僕の生活は、いつもと変わらない。朝起きて、花に水をやり、大学に行き、ご飯を食べ、そして帰って寝る。
その繰り返し。

変化がないことは気楽だった。ただ、積み重ねるだけの単純作業。途中から、何も考えなくてもできるようになってゆく。

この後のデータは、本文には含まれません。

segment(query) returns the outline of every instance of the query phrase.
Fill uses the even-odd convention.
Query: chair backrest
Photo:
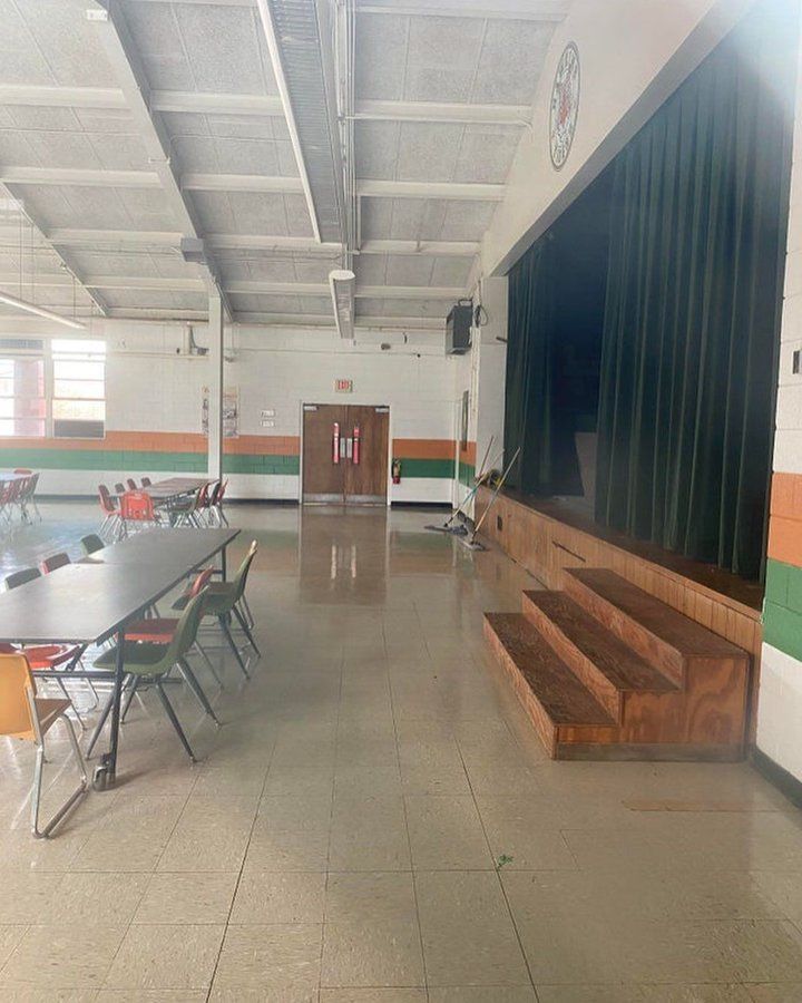
[[[66,554],[62,551],[60,554],[53,554],[51,557],[46,557],[42,561],[41,567],[45,574],[49,575],[51,571],[57,571],[59,567],[63,567],[66,564],[71,563],[69,554]]]
[[[258,551],[258,544],[255,539],[251,541],[251,546],[248,547],[248,552],[245,555],[245,559],[237,568],[236,575],[234,575],[234,594],[236,596],[235,602],[239,602],[243,597],[243,593],[245,592],[245,585],[247,584],[247,576],[251,572],[251,565],[253,564],[254,557],[256,556],[256,551]]]
[[[163,665],[168,668],[175,665],[178,659],[184,655],[195,643],[198,626],[203,619],[204,605],[206,603],[206,588],[202,588],[197,595],[194,595],[186,604],[184,612],[178,617],[173,640],[169,643],[165,656],[162,660]]]
[[[192,588],[189,590],[189,598],[194,598],[200,592],[200,590],[205,588],[208,585],[209,578],[212,577],[213,574],[214,574],[213,567],[205,567],[197,575],[197,577],[195,578],[195,581],[192,584]]]
[[[102,551],[106,544],[100,539],[97,533],[89,533],[81,537],[81,546],[86,554],[94,554],[96,551]]]
[[[120,515],[126,520],[156,522],[153,498],[145,491],[126,491],[120,498]]]
[[[109,489],[105,484],[98,485],[98,496],[100,497],[100,508],[104,513],[106,515],[114,515],[114,513],[117,512],[117,506],[114,504]]]
[[[6,588],[17,588],[19,585],[27,585],[33,578],[41,578],[41,572],[38,567],[23,567],[18,572],[6,576]]]
[[[0,734],[36,739],[36,724],[28,692],[36,683],[23,654],[0,655]]]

これが幸せというやつなのかもしれない。だって、どんなときだって、人の心の中には永遠を望む影が潜んでいるから。

急になくなることもない。
変わってしまうこともない。
奪われることもない。
減ることもない。

永遠という虚構にどっぷり浸かって、僕たちはつい安心してしまう。
だから、考えるのをやめてしまうのだろう。

僕はつい、自分がその状態に落ち入りそうになっていたことに気づき、恐ろしさを感じる。
自分に鞭を打つように、体を動かし、服を着替えた。

ベランダに出て、植木鉢に水をやる。
今日も僕の植木鉢には、いつも通り、橘の花が咲いていた。

「追憶」

僕はそう呟き、意識を記憶に照らし合わせる。
これは僕が、僕であるための儀式のようなものだ。

橘の花を見るたびに、日常に犯され、考えるのをやめていた僕に気がつく。

「黒髪の女の子が僕に微笑んでいる」

去年の春、あの空き地で巡り合った記憶。それが、僕の記憶であるという保証はどこにも無いはずなのに、僕の頭にすっぽり収まってしまったかのように、僕の頭から離れることがない。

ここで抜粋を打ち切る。